Personal life and background
El-Haddad was born in Kuwait in 1978. She was raised primarily in Saudi Arabia, where her parents worked, and she spent her summers in Gaza. She traveled to the United States to attend Duke University, and then went on to receive her MPP from Harvard's Kennedy School of Government, where she was awarded the Clinton Scholarship for Palestinian graduate students. She then moved back to Gaza to work as a journalist while her husband Yassine Daoud remained in the US; since he could not come visit her as a Palestinian refugee, she would often travel back to the US to visit. Because of her lack of US citizenship or documentation other than Palestinian travel documents, she was often stopped, and once, she was stranded in Cairo for 55 days with her son. The experience of constantly waiting, whether for documentation or for borders to open, informs her take on the issues that Palestinians face today. In 2006, she moved to the US to be with Yassine, leaving her parents in Gaza, and in 2008, when Israel launched a three-week-long attack on Gaza, she kept in close contact with her parents from across the ocean as they were trapped in Gaza City.
El-Haddad is married with one son, Yousuf, and two daughters, Noor and Malaak.
Life and career
From 2003-2007, El-Haddad was the Gaza stringer for the al-Jazeera English website.
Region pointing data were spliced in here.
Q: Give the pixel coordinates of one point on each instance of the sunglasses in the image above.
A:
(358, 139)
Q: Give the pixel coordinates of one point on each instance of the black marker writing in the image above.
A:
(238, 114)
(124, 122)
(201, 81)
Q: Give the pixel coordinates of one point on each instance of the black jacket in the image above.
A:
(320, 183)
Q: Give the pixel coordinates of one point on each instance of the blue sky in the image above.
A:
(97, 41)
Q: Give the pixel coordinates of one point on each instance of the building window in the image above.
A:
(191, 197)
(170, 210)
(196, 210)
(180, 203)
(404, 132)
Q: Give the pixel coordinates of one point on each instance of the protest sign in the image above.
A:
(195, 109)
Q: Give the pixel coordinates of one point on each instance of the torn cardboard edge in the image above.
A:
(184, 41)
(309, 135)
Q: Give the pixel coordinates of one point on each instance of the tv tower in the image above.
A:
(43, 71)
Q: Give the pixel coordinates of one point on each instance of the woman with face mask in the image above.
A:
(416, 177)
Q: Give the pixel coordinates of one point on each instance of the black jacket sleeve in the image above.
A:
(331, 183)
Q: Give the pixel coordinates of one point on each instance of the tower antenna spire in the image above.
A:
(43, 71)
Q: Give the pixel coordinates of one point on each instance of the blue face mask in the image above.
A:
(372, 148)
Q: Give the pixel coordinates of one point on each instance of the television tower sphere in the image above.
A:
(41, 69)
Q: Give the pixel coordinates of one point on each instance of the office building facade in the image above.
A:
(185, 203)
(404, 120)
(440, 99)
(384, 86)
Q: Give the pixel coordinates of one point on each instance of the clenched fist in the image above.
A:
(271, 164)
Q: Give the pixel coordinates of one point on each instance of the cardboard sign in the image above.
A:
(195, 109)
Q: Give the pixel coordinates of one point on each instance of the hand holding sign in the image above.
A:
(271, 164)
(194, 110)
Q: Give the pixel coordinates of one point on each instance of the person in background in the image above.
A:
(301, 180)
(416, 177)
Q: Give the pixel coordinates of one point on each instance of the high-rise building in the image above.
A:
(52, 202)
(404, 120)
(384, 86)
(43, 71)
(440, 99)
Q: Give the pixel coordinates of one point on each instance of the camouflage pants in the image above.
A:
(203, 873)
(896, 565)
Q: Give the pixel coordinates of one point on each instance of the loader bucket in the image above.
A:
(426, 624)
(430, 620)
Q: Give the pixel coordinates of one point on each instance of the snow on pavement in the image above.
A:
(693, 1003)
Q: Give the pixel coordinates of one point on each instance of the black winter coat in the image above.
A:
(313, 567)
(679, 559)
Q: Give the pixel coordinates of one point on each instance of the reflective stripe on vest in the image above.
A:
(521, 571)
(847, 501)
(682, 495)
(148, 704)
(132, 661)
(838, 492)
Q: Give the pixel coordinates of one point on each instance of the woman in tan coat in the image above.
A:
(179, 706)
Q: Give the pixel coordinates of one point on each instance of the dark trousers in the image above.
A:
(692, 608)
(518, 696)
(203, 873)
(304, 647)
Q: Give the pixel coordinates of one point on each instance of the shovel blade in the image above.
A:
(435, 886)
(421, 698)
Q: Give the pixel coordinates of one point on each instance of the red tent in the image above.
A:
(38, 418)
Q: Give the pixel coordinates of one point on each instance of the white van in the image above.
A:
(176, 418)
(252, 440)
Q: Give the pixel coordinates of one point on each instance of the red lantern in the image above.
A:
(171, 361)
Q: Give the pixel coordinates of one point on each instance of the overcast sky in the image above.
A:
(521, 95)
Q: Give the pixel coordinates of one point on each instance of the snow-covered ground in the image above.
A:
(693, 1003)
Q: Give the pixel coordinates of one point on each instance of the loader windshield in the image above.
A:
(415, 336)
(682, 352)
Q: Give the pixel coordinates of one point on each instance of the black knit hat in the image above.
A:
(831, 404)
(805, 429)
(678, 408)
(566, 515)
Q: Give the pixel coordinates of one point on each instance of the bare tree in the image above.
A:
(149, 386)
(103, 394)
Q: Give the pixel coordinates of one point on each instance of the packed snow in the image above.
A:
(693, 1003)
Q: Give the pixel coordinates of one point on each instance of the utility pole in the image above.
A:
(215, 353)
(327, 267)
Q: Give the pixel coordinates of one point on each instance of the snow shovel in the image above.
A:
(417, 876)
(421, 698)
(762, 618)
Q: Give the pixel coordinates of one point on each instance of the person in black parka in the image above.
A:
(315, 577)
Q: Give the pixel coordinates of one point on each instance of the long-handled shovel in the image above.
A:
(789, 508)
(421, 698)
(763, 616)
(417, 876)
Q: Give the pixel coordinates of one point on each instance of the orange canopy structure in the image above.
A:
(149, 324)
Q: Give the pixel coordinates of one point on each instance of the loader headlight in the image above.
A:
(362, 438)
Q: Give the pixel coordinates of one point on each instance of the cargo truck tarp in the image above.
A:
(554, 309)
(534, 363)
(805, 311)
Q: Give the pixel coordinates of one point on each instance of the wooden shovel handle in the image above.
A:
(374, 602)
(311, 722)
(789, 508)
She was praised for her extensive behind the scenes coverage of the Gaza Disengagement in 2005 and Palestinian parliamentary elections in 2006.
El-Haddad co-directed Tourist With A Typewriter Production Company's award winning film Tunnel Trade, and she has contributed to the Beit-Sahur based Alternative Tourism Guide's Palestine guidebook.
Since November 2004, she has authored an award winning blog formerly called Raising Yousuf: A Diary of a Mother Under Occupation and now known as Gaza Mom. The website won the Brass Crescent Award for "best Mideast blog", was nominated as best Mideast blog in the 2007 Bloggies Award, was selected as Blog of the Day by www.BlogAwards.com, and was chosen as a Blog of Note by www.Blogspot.com. In 2010, she "curated" her work, compiling choice blog entries and other writing into a book, Gaza Mom: Palestine, Politics, Parenting, and Everything In Between.
El-Haddad writes about her daily life with a wry sense of humor, making the situation that Gazans and Palestinians face much more personal
and portraying Palestinians in a more sympathetic light than they are often presented in. She has been published in The Washington Post, The International Herald Tribune, The Baltimore Sun, New Statesman, Le Monde diplomatique, and The Electronic Intifada, among others, and she has been a guest on al Jazeera, NPR stations, CNN, and the BBC.
Writing
El-Haddad has published two books. Gaza Mom: Palestine, Politics, Parenting, and Everything In Between, published in 2010, is a compilation of El-Haddad's blogs and other writing about her daily life as she covers the story of Gaza while living it and trying to explain it to her children. In 2013, she co-authored The Gaza Kitchen: A Palestinian Culinary Journey with Maggie Schmitt; this cookbook of recipes from across the Gaza Strip both explores the food heritage of the region and tells the stories of Gazan women and men to portray the reality of Palestinian life from a personal perspective.
She was also featured on the famous award winning CNN travel show 'Parts Unknown with Anthony Bourdain' 'Jerusalem Episode'. In it she shows Bourdain around Gaza's rich food culture.